Freedom House also launched a new report, "Women's Rights in the Middle East and North Africa: Progress Amidst Resistance." In Iran, restrictions on free speech have led to the closure of leading women's rights publications, and women activists and journalists are routinely imprisoned, says the report. Throughout the region, women are subjected to restrictions on freedom of association and press freedom.

In Bahrain, the International Federation of Journalists (IFJ) brought together women journalists from 15 journalists unions from across the Arab region and the Middle East from 6-8 March. Discussions were held on gender equality and leadership in the media. IFJ reports that only 27 percent of the workforce in media outlets is women, with women making up just 21percent of the union membership. IFJ also launched its regional study, "Gender Fact Sheets on Women Journalists in the Middle East and the Arab World."
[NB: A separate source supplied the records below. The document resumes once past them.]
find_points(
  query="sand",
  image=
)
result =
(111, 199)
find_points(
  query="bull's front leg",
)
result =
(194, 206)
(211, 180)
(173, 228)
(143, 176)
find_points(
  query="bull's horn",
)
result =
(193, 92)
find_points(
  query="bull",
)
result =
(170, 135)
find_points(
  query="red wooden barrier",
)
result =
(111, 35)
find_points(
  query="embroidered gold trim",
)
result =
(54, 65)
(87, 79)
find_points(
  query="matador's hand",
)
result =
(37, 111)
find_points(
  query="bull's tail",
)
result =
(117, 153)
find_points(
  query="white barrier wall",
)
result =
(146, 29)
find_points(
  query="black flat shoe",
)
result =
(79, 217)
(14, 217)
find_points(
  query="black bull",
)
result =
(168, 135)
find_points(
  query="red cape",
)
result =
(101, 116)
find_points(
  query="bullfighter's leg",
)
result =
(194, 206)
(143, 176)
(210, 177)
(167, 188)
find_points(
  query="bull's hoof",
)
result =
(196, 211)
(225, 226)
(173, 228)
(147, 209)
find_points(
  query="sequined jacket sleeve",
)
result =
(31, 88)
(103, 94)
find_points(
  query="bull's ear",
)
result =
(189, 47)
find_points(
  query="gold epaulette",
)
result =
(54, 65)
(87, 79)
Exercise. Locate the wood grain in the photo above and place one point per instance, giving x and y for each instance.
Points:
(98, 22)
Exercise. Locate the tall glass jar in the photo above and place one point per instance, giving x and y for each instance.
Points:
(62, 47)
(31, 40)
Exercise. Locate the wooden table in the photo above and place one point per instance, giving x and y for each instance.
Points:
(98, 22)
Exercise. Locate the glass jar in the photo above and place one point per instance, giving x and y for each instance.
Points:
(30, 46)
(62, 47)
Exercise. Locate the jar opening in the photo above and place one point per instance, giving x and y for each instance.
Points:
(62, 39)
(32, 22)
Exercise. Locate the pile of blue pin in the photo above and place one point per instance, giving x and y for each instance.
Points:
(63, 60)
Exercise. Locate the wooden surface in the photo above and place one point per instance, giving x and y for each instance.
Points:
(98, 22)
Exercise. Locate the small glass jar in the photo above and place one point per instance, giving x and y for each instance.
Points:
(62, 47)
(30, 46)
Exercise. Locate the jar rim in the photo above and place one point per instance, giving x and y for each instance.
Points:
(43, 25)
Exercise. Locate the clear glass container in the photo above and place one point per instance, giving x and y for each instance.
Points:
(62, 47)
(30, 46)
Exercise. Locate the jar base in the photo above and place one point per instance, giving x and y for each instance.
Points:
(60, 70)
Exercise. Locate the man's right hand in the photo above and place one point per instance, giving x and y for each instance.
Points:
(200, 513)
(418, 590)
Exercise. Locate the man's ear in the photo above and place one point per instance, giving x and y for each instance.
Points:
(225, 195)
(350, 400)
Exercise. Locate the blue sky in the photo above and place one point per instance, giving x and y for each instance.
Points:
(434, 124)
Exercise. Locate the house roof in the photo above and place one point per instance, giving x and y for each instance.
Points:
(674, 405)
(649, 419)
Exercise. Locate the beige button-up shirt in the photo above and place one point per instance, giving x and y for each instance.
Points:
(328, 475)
And on the global airwaves, the Women's International Network of the World Association of Community Radio Broadcasters (AMARC-WIN) celebrated on 8 March by launching a webcast that runs until 31 March, dedicated to women and gender issues. The theme is "Empowering and Celebrating Women as Agents of Recovery" with multilingual documentaries, interviews, debates, poetry and music produced by community broadcasters from Asia-Pacific, Middle East, Africa, Europe, North America and Latin America, and the Caribbean.